Stiernberg explained, “Weather was one of several challenges on the gig. The routine was to play a set in front of the marquee before game time, then enter the park and walk the circumference of the aisles (mezzanine, bleachers, etc.), playing a tune between each inning. The cue to stop was the catcher throwing the ball to second base. Dodging fan traffic and abuse–’Free Bird!’, beer bath on the banjo, mouth injury for horn players getting rammed, was balanced by warm responses from music fans and posing for pictures.”
But the cold weather seemed to bother Mr. Butterman the most. He once told me, “You can’t get your horn in tune. The banjo player is struggling. He can’t feel his fingers against the metal strings. Your lips don’t freeze to the mouthpiece as lore would have it, but it makes your lips numb so you can’t feel anything.
“But I love being there, no matter what.”
That’s why Mr. Butterman’s gradual departure from the ballpark stung. Although he was healthy, the number of his group’s appearances diminished. He felt he was being pushed away like game programs and paper tickets.
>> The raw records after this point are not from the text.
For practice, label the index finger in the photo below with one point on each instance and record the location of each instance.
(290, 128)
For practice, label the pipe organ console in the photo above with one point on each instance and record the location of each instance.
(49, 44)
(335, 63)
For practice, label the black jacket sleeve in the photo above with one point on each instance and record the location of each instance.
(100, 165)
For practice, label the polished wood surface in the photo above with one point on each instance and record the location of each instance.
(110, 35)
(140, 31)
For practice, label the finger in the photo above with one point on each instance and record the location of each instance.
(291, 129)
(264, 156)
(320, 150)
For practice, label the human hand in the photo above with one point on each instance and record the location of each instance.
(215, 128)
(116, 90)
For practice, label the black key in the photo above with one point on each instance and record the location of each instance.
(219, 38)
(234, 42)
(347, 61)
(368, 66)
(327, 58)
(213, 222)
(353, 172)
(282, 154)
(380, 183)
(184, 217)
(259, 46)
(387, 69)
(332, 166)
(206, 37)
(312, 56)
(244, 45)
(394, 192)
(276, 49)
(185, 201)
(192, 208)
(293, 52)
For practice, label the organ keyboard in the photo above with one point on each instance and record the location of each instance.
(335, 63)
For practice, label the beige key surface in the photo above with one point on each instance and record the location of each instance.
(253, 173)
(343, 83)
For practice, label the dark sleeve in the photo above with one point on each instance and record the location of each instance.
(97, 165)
In 2015, I tried to keep Mr. Butterman in the limelight by inviting him and his band to perform on my WGN-AM radio show. When Gallagher Way (then called the Park at Wrigley) opened in 2017, Mr. Butterman and his band were banished to playing outside the gift shop adjacent to the ballpark. I went to visit him. And then Mr. Butterman vanished like warm notes into a cold night.
Mr. Butterman and his music will always hold a place in my Wrigley Field experience. As major league baseball and Wrigley Field moves more into a corporate world, Mr. Butterman’s act recalls a time when it was fun to be quirky and real.
Mr. Butterman and his accomplished musicians found purity in connecting with people on a live song and a memory. You don’t need bells and whistles. And when Mr. Butterman and his group floated down the aisle to play another tune for another group of fans, he always left them smiling.
Ted Butterman is survived by sister Inez Levy, many nephews and nieces and thousands of baseball fans. Services have been held. Internment was at Waldheim Cemetery in Forest Park.
What a beautiful piece about Ted! Harriet Choice would have loved it. Ted was one of the people Harriet spoke with frequently. And, by the way, your entire website is a wonderland for people interested in what makes Chicago Chicago. Brava!
Thanks for checking in and finding this Jeff! Have a happy 2024, Dave
Thanks sor the detailed and heartfelt obit. Ted and I went to elementary and high school together. We were both Cubs fanatics through the malaise years of the late 40s and early 50s. We even had our own baseball fantasy league long before it became a thing
We lost track during our college years, and I moved to Southern California. Finally in 1998 we reconnected at Wrigley Field, after I had seen him play many times on TV. Ted even introduced me to Steve Green, the Cubs team photographer. For the next 19 years, whenever I visited Chicago, Steve would get me a pass to the camera well, and I shot photos of the games. Of course, we connected with Ted through all those visits.